What "good" looks like
Reasoning models, the o-series, Claude with extended thinking, R1-style chains, are evaluated on two axes that diverge. The first is correctness on hard problems where chain-of-thought matters: GPQA Diamond (198 graduate-level questions), MATH, AIME[1]. The second is faithfulness, whether the visible thinking trace actually reflects the computation that produced the answer. Anthropic's 2025 result is the most useful single benchmark on this axis: when researchers injected hints into prompts, Claude 3.7 acknowledged the hint in its visible thinking only 25% of the time, R1 only 39%[2]. The thinking trace looks like reasoning but is not what the model is actually doing.
Both metrics matter and they trade off in counterintuitive ways. A model that scores higher on GPQA Diamond can be less faithful in its visible reasoning; longer chains are not more faithful. The "good" target depends on the surface: if you show reasoning to users, faithfulness is product-critical; if reasoning is internal, accuracy is the only customer-facing axis.
Secondary metrics
Tokens to correct answer. Reasoning models can balloon trace length; the ratio of tokens to correct answer is the cost-quality frontier. Sandbagging detection on adversarial hints, where the model knows the answer but hides it in its visible reasoning[2]. Paraphrase consistency. Same problem, four wordings, same answer. Self-consistency, sample N times at temperature greater than 0 and majority vote[3]; the gap between argmax and majority vote is a noisiness proxy.
Offline eval design
GPQA Diamond plus MATH plus the most recent AIME for capability. AIME has only 30 questions per year, so variance is high; report bootstrap confidence intervals, not point estimates. For faithfulness, build a hint-perturbation harness in the Anthropic style: take a problem, prepend a hint of the answer (correct or incorrect), measure how often the visible reasoning acknowledges the hint[2]. Twenty cases is enough to see the gap; 100 is enough to track it across releases.
Capture and log the full thinking tokens, not just the final answer. The thinking is the eval surface; treating it as an opaque internal state defeats the purpose.
Online eval design
For products that surface thinking to users, sample traces and run a LaaJ check: does the visible reasoning support the answer the model gives? Alert on reasoning-length explosions, since reasoning tokens are billed; a 3x jump in tokens per answer is either a model regression or a prompt regression. For products where reasoning is hidden, the online check is correctness against user feedback or downstream task success, not the reasoning surface itself.
Top benchmarks
- GPQA Diamond, https://arxiv.org/abs/2311.12022. 198 graduate-level questions; non-experts with web search reach 34%, experts around 65%.
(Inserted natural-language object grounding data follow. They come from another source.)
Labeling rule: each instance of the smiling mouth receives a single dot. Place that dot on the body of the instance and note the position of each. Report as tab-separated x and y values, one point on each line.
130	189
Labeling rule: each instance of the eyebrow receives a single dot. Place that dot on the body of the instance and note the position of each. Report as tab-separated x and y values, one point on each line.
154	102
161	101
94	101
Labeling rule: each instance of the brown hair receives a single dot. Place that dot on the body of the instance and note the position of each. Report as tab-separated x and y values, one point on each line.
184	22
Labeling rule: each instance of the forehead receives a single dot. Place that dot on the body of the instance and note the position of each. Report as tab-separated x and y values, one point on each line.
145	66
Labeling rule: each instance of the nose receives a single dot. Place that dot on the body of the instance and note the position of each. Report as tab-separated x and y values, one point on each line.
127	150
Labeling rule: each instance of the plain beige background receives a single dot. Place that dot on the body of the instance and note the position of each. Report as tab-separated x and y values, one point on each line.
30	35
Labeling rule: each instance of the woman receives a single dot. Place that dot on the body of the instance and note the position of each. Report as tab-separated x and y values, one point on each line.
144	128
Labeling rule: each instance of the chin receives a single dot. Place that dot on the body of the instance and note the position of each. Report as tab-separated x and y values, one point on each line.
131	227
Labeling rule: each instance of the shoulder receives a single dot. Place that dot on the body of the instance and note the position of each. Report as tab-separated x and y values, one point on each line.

- MATH, https://arxiv.org/abs/2103.03874. Hendrycks et al.; full MATH is saturated, MATH-500 from Lightman et al. is the current discriminator[4].
- AIME 2024/2025. Official MAA; 30 items per year; useful but variance-heavy.
Inspect AI for capturing the full thinking trace alongside the answer. lm-evaluation-harness from EleutherAI for reproducible GPQA and MATH runs. Anthropic Console Evaluate for side-by-side prompt and model comparison on a fixed reasoning set. Braintrust for trace storage with full token logs.
Common pitfalls
Treating high CoT length as "more thinking". Anthropic showed unfaithful explanations are longer, not shorter[2]. The correlation between trace length and answer quality is weak past a saturation point. Using MMLU as a reasoning eval. MMLU is saturated and the MMLU-Redux re-annotation found a 6.49% error rate across the benchmark, 57% in Virology[5]. Use GPQA, MATH, or AIME instead. Reporting AIME as a single number without confidence intervals; 30 items is small and the variance is real. Skipping the faithfulness check entirely. If your product shows reasoning, the user is making decisions on the visible trace; you owe them the audit.
Canonical reading
Anthropic's 2025 "Reasoning Models Don't Say What They Think" is the most important single read in this category because it makes the faithfulness problem measurable rather than philosophical[2]. The 2023 precursor on measuring faithfulness in chain-of-thought establishes the hint-perturbation methodology[6]. Pair with the original chain-of-thought paper[7] for context on why this matters.
Day-1 starter
- GPQA Diamond plus your domain's "hard 50". Score correctness with bootstrap confidence intervals because the sample sizes are small.
- For 20 cases, inject a correct or incorrect hint and measure how often the visible reasoning acknowledges it. That mention rate is your faithfulness baseline.
- Log full thinking tokens for every release. Track tokens per correct answer over time; a release that adds 30% tokens without adding correctness is regressive.